Estimulação magnética transcraniana pode ser opção não-farmacológica para profilaxia da enxaqueca

Damian McNamara

Notificação

24 de abril de 2018

Um dispositivo aprovado pela US Food and Drug Administration (FDA) dos Estados Unidos para estimulação magnética transcraniana de pulso único (EMTpu) em indivíduos com enxaquecas frequentes diminuiu o número de dias de enxaqueca por mês em quase um terço, mostra uma nova pesquisa.

Resultados de um estudo multicêntrico prospectivo mostrou que três meses de tratamento diário com o dispositivo SpringTMS (eNeura Inc) foi associado também com melhorias em outros indicadores secundários.

A taxa de resposta de 50%, o número de dias de uso de medicação para crise aguda, os escores de impacto de cefaleia no Headache Impact Test-6 (HIT-6), e a redução de dias de cefaleia de qualquer intensidade, superaram, todos, o objetivo de performance. Os participantes também utilizaram o dispositivo para tratamento da enxaqueca aguda conforme necessário.

"É importante ter certeza de que os pacientes têm tanto um plano para prevenção de ataques quanto para o tratamento da enxaqueca aguda", disse ao Medscape a Dra. Amaal Starling, da Mayo Clinic em Phoenix, Arizona (Estados Unidos).

"E a estimulação magnética transcraniana de pulso único é mais uma opção disponível clinicamente que temos agora, uma com dados científicos tanto para ataques agudos quanto para profilaxia dos mesmos."

"Existem tantas pessoas com enxaqueca, e tantas opções de tratamento. Esta é mais uma. É importante ter uma variedade de opções. Cada tratamento individual pode ou não ser eficaz para cada paciente individualmente", acrescenta ela.

O estudo foi publicado on-line em 4 de março no periódico Cephalalgia.

Nova indicação

A FDA inicialmente aprovou o dispositivo portátil para o tratamento da enxaqueca aguda em maio de 2014. Quando o fabricante procurou expandir a indicação para incluir a profilaxia da enxaqueca, a agência considerou o estudo corrente eNeura SpringTMS Post-Market Observational U.S. Study of Migraine (ESPOUSE), assim como um estudo randomizado (Lancet Neurol. 2010;9:373-380) e resultados de um estudo piloto pós-comercialização no Reino Unido (J Headache Pain. 2015;16:535).
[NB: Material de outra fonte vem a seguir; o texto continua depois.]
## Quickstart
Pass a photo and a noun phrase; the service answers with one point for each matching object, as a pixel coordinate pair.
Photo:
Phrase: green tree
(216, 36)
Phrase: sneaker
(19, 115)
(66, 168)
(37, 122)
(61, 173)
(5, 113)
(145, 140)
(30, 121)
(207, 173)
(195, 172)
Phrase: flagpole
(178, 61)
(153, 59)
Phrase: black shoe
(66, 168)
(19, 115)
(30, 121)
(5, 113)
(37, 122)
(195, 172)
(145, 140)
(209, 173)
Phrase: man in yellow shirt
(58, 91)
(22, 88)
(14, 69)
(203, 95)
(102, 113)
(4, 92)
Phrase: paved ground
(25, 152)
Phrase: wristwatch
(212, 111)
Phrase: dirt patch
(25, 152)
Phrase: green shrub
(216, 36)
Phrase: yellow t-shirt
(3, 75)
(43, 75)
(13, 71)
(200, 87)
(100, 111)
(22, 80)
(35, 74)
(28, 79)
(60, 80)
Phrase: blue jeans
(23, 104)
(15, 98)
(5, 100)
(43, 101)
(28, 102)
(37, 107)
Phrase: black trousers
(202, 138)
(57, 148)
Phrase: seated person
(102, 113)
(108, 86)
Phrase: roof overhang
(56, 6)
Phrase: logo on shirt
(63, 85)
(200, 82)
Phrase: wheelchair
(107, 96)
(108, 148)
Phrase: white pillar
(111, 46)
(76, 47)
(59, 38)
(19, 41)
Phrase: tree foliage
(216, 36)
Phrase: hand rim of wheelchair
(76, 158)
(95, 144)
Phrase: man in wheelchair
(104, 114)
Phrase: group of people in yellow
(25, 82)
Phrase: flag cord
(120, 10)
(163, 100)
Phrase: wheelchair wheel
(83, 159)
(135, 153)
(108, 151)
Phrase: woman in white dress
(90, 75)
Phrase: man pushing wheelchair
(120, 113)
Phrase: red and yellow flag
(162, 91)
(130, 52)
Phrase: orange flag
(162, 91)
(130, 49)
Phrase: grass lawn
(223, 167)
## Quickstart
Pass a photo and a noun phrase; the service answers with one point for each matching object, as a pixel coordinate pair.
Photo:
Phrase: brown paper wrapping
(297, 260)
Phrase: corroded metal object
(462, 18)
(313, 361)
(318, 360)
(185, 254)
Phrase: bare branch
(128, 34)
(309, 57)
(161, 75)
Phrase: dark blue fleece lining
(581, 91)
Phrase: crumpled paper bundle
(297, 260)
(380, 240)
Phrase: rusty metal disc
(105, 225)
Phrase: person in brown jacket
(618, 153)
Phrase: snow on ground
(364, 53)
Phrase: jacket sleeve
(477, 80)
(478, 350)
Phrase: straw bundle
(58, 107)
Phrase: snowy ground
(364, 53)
A FDA aprovou a indicação de profilaxia em setembro de 2017.

O estudo incluiu adultos que apresentam enxaqueca pelo menos quatro dias por mês durando quatro horas ou mais. Todos foram recrutados em clínicas especializadas em tratamento de cefaleia.

Um total de 263 pacientes foram inscritos entre dezembro de 2014 e março de 2016. Após exclusões, o conjunto de análise completa (CAC) incluiu 132 participantes que serviram de coorte com intenção-de-tratar.

Um grupo de casos completos (CC) de 117 pacientes foi constituído de participantes que não desistiram ou que não foram perdidos durante o acompanhamento. Um grupo de análise-por-protocolo de 95 pessoas utilizou o dispositivo conforme recomendado pelos três meses do estudo.

Cerca de 90% do grupo CAC apresentava enxaquecas episódicas, e o restante era portador de enxaqueca crônica.

Os participantes completaram um diário de 28 dias com a frequência e a intensidade da enxaqueca antes de iniciar o protocolo de três meses. O tratamento consistiu de quatro pulsos duas vezes por dia para profilaxia.

Tratamento autoadministrado

Os pacientes colocaram o dispositivo na região occipital e apertaram um botão para receber a EMTpu. O pulso de 0,9-T tem um tempo de ascensão de 180 microssegundos e uma duração de pulso total menor que 1 milissegundo.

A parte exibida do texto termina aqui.